Towards Contrastive Learning for Time-Series

Masoud Hashemi, Elham Karami

https://xai-360.github.io/TSCL/

Semi-supervised learning and Contrastive Learning (CL) have gained wide attention recently, thanks to the success of recent works such as SimCLR [1, 2].

Contrastive learning is a learning paradigm where we want the model to learn similar encodings for similar objects and different encodings for non-similar objects. Therefore, we want the model to learn distinctiveness.

Algorithms like SimCLR learn such representations by maximizing the agreement between differently augmented views of the same data example via contrastive loss in the latent space. Therefore, these algorithms depend strongly on data augmentation. Since producing meaningful augmented samples is relatively easy for images compared to other data types, contrastive learning algorithms are mostly focused on image representation. Fig. 1 shows a simple framework for contrastive learning of visual representations where $x_i$ and $x_j$ are two correlated views of $x$ generated through data augmentation. A base encoder network $f(·)$ and a projection head $g(·)$ are trained to maximize agreement between encodings of $x_i$ and $x_j$ using a contrastive loss. After training is completed, the representation $h$ is used for downstream tasks (e.g. classification).

Fig. 3

Fig. 1: A simple framework for contrastive learning of visual representations. Two separate data augmentation operators are sampled from the same family of augmentations and applied to each data example to obtain two correlated views.
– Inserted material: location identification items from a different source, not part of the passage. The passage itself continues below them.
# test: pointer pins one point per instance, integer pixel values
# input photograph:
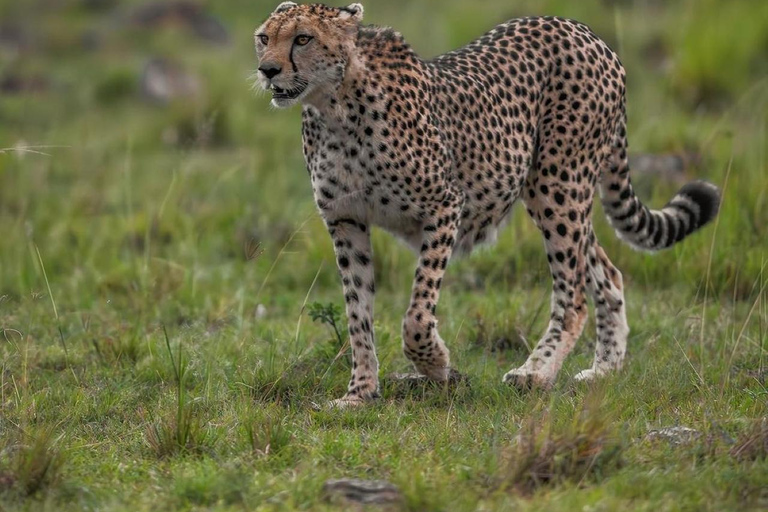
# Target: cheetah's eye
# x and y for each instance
(302, 40)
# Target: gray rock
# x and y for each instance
(365, 492)
(164, 80)
(674, 435)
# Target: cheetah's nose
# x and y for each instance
(270, 70)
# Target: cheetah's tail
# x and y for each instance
(651, 230)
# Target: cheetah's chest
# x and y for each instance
(348, 183)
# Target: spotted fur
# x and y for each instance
(438, 151)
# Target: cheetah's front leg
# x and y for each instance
(421, 342)
(352, 243)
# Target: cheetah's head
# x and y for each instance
(304, 50)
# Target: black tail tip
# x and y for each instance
(706, 196)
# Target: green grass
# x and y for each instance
(157, 350)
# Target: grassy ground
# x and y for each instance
(157, 261)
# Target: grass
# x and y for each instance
(169, 302)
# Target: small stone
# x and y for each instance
(674, 435)
(164, 80)
(405, 383)
(366, 492)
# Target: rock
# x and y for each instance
(406, 382)
(671, 167)
(163, 81)
(181, 12)
(14, 39)
(365, 492)
(674, 435)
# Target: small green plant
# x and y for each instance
(266, 436)
(328, 314)
(29, 462)
(183, 431)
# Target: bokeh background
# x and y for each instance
(158, 153)
(152, 204)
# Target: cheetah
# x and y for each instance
(438, 151)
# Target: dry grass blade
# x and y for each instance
(30, 463)
(753, 444)
(542, 456)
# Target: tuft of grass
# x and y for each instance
(543, 455)
(330, 315)
(181, 431)
(30, 462)
(266, 436)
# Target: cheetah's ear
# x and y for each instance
(285, 6)
(352, 11)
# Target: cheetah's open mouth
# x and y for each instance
(279, 93)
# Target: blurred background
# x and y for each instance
(137, 159)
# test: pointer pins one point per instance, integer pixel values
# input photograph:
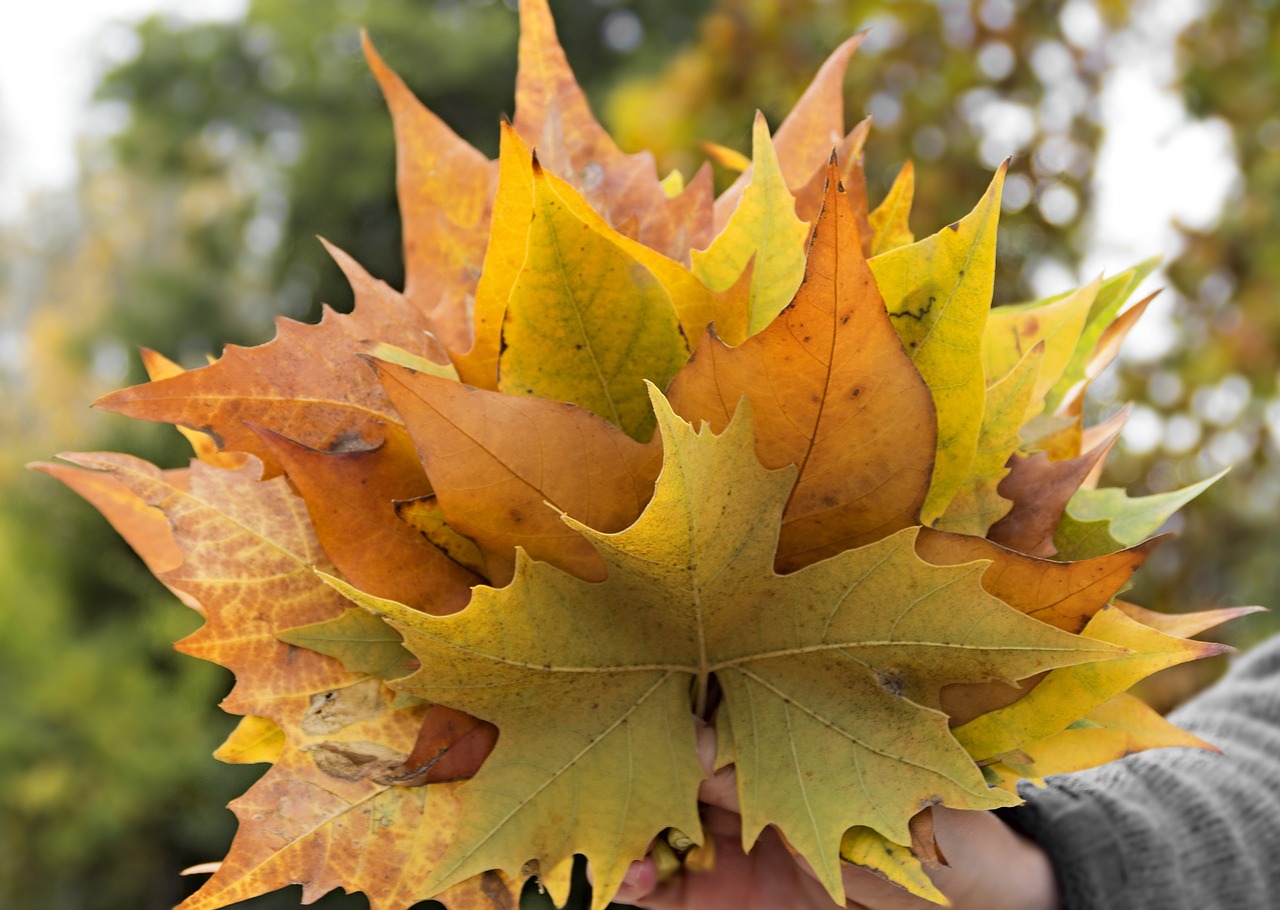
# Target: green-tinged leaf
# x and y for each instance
(1068, 694)
(586, 323)
(763, 227)
(978, 504)
(894, 862)
(1011, 332)
(360, 640)
(938, 295)
(1121, 726)
(1109, 520)
(891, 219)
(1111, 297)
(873, 636)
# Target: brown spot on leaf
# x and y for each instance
(329, 712)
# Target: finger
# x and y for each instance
(638, 883)
(721, 787)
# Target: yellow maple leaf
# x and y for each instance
(824, 675)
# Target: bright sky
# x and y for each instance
(46, 73)
(1155, 164)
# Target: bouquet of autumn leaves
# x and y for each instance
(625, 453)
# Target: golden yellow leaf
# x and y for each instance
(977, 503)
(1070, 693)
(1013, 330)
(1118, 727)
(894, 862)
(508, 242)
(827, 681)
(446, 191)
(255, 739)
(586, 323)
(891, 219)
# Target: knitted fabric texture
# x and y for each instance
(1175, 828)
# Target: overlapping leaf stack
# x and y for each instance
(624, 452)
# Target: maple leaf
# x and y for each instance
(938, 293)
(248, 557)
(448, 737)
(832, 392)
(823, 671)
(307, 384)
A base encoder network f(·) and a projection head g(·) are trained to maximize agreement using a contrastive loss. After training is completed, we throw away the projection head g(·) and use encoder f(·) and representation h for downstream tasks - from [1].

Now, how can we use contrastive learning for time series data? More specifically, how can we generate similar and non-similar pairs of time-series data type to be used for contrastive learning? In this blog post, we explore a potential solution for time-series data augmentation that extends the application of contrastive learning to time-series. The proposed solution is based on sparse dictionary learning.

Sparse coding is a representation learning method which aims at finding a sparse representation of the input data (also known as sparse coding) in the form of a linear combination of basic elements as well as those basic elements themselves. These elements are called atoms and they compose a dictionary. Atoms in the dictionary are not required to be orthogonal, and they may be an over-complete spanning set. This problem setup also allows the dimensionality of the signals being represented to be higher than the one of the signals being observed. The above two properties lead to having seemingly redundant atoms that allow multiple representations of the same signal but also provide an improvement in sparsity and flexibility of the representation [3].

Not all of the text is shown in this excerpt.